With three minutes remaining instead of eight in the hypothetical scenario, the discrepancy grows more pronounced, up to a 9.4 percent difference favoring a fourth-down pass. (Given New England’s overall talent superiority, a punt still gives the team a 60 percent chance of winning but a 69.4 percent chance for throwing a short pass.) After running a batch of simulations to account for pinning the Titans deep on a punt — or risking a touchback — the model still gave an edge to going for it, even if the punt was downed at Tennessee’s own 1-yard-line.

When the scenario is reversed and the Titans are facing that same fourth-and-3 at New England’s 45, the choice is less clear-cut, although opting to attempt either a pass or run is still sightly preferable to a punt.

EdjSports simulation of a hypothetical Titans fourth-and-three

“It gives context to the decision,” DeFeo said. “If we know that, in order for that to be a profitable decision that we have to pin them between the goal line and the three-yard line, anything else we’re giving away [game-winning chance]. Does that color that decision in real-time?”

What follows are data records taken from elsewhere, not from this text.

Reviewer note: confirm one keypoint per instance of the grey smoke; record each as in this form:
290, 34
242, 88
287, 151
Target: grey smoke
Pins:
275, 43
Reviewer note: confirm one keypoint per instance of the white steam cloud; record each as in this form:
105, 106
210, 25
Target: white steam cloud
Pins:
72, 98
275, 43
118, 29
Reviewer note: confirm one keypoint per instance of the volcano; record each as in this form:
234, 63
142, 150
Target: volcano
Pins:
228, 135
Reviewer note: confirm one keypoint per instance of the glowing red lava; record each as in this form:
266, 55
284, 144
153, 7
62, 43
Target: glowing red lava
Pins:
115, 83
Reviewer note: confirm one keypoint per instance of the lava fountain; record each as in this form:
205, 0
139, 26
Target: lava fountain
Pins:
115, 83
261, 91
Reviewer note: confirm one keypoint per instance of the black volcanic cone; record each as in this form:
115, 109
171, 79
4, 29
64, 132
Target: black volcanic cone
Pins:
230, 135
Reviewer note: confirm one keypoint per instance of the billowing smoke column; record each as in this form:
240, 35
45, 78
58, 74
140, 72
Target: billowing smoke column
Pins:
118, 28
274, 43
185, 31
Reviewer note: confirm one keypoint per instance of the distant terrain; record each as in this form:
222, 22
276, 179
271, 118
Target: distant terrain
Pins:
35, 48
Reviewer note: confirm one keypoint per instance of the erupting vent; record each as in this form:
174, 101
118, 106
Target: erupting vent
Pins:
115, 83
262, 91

While the motivation for a baseball team is more clear-cut — score as many runs as possible and allow as few — the matter isn’t always so straightforward in football, given the different point values and the decaying clock that limits opportunity for comebacks. Because the model only cares about winning or losing and not, say, saving face at a press conference or mitigating the margin of victory or defeat, its answers can be surprising.

“The model is not emotional in any way about what the final score is, what the statistics generated are — it’s only caring about the course of action the produces the highest win probability, which is where it can sometimes offer up some counterintuitive types of recommendations because it’s recognizing that certain times when you buck conventional wisdom actually produce more wins on average,” Frigo said. “It might produce losses that are losses by greater deficits, but it’s only focused on win probability.”

The Patriots, of course, are responsible for one of the most counterintuitive plays in recent history. In a Sunday night game against the Peyton Manning-led Indianapolis Colts in 2009, New England faced a fourth-and-two at its own 28-yard line with a six-point lead and 2:08 left in the game. Coach Bill Belichick elected to go for it rather than the safe option, a punt. When Brady’s pass only went for one yard, the Colts took over on down and ultimately scored the winning touchdown.

“We actually concurred with Belichick’s decision,” Frigo said of the contemporary Zeus model. “It was a pretty brave decision, and even Bill Belichick got barbecued over that one. That’s the reality of it, right? Good decision-making isn’t based on short-term results, it’s based on expected outcomes.”